Invoking genocide echoes Russia’s false claim that its neighbor, Georgia, committed genocide against civilians in the breakaway republic of South Ossetia in August 2008. During that brief conflict, Russia launched a massive military incursion that pushed deep into Georgian territory, a scenario that worries Western policymakers today when it comes to Ukraine.
The Investigative Committee, Russia’s top law enforcement body, took Putin’s comments a step further on Wednesday when it announced it had opened a criminal investigation into alleged evidence of what it called “indiscriminate shelling” of civilians in the Donbas region by Ukrainian forces since 2014.
In a press release laced with politically charged language, the Investigative Committee said it had opened a criminal case under Part 1 of Article 356 of the Criminal Code of the Russian Federation, which covers mistreatment of the civilian population and the use of means and methods prohibited by an international treaty in an armed conflict.
The statement by the Investigative Committee echoed Putin’s genocide talk, saying, “The intent to exterminate the inhabitants of Donbas is obvious – the Russian investigation recorded hundreds of such facts that qualify as evidence of the use of prohibited means and methods of warfare.”
It’s clear why the Kremlin wants to change the subject: Back in 2015, for instance, shelling blamed on Russian-backed Donbas separatists claimed the lives of at least 30 people in the southeastern Ukrainian city of Mariupol.
Since conflict in Donbas began in 2014, thousands of civilians have been killed and injured in the fighting, according to United Nations estimates.
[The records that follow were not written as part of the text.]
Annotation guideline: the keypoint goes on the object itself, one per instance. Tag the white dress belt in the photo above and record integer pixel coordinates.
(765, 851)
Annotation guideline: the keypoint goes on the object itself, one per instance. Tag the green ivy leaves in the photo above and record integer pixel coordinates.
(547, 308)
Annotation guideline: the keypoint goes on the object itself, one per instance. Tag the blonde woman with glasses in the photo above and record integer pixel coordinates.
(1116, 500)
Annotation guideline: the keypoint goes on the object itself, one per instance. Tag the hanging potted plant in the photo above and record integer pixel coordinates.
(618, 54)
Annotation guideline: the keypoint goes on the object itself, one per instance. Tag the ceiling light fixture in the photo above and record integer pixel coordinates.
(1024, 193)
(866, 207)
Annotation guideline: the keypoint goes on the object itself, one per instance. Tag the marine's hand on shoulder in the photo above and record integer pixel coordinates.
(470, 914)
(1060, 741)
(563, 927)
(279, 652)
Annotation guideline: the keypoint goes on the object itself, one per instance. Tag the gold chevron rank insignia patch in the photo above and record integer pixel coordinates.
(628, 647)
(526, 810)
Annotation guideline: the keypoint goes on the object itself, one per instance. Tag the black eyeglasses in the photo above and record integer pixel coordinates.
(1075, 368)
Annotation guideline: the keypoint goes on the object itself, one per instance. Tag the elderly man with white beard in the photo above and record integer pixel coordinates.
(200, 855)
But announcing an investigation – not by an independent body, and at the height of a confrontation with Ukraine – appears to be a clearly political move, whatever the truth of the allegations.
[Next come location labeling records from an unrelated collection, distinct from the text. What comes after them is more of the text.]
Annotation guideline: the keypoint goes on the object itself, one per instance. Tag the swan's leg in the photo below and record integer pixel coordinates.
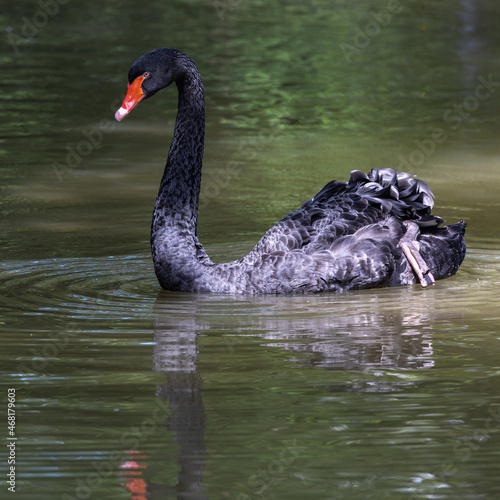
(411, 249)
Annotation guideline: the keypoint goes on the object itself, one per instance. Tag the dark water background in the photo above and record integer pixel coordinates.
(124, 391)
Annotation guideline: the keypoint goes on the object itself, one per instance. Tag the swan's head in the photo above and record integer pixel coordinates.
(149, 74)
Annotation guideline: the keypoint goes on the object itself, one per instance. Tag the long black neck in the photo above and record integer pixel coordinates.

The concern among many observers of the Donbas conflict is that any flare-up – a fresh outbreak of fighting, an exchange of artillery fire – could become a pretext for more drastic action by the Russian military. Those concerns were driven home Thursday, after both Ukrainian armed forces and separatists controlling parts of eastern Ukraine reported renewed shelling in the region early Thursday.
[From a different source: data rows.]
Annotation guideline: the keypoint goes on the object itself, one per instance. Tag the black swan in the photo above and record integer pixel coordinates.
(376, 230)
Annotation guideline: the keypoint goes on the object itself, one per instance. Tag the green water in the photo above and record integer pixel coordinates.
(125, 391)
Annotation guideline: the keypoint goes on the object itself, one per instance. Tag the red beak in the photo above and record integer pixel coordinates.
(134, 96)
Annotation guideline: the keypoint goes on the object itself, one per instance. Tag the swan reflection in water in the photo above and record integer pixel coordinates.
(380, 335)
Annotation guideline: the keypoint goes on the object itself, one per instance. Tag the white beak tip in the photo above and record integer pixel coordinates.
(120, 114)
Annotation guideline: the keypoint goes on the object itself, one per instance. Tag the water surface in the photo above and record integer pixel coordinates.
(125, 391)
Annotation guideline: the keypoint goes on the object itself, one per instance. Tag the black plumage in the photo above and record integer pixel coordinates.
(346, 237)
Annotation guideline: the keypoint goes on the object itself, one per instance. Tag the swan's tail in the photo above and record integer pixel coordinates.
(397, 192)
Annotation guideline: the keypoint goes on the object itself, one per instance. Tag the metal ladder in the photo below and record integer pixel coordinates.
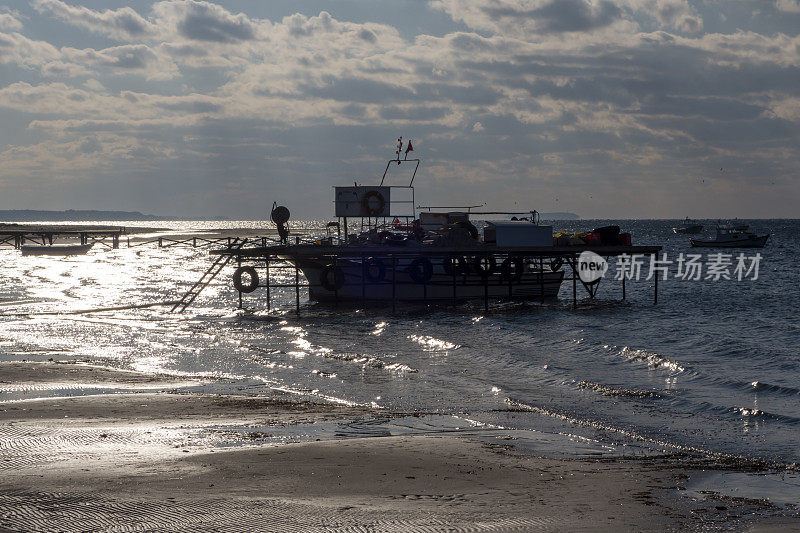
(207, 277)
Video and images confirmed by CNN show that a pre-school in Ukrainian-controlled territory was hit by a shell Thursday. The school is three miles from what is known as the Line of Contact, which separates the two sides. CNN has not established who initiated the exchange of fire. Violations of a 2015 ceasefire agreement in the region occur regularly.
And then there’s also the nettlesome question of the legal status of the separatist regions of Donbas. Russia has never recognized the self-declared Donetsk People’s Republic (DPR) and the Luhansk People’s Republic (LPR), in Donbas, as sovereign and independent states, even as it has handed out Russian passports to people living there.
Russian lawmakers earlier this week appealed to the Russian President to recognize the breakaway republics in Donbas as independent. That, too, creates a potential situation where Russia might declare the need to respond to Ukrainian “aggression” against those statelets.
Would that happen? Recognition of the DNR and LNR would effectively scuttle the Minsk agreements, a package of measures that, for now, the Kremlin says is the only way to resolve the Ukraine crisis – and Kremlin spokesperson Dmitry Peskov made clear on Thursday that Putin remained cool to the proposal, emphasizing that the proposal by lawmakers was not a formal bill.
But manufacturing more problems can also benefit the Kremlin: It expands the menu of options at Putin’s disposal.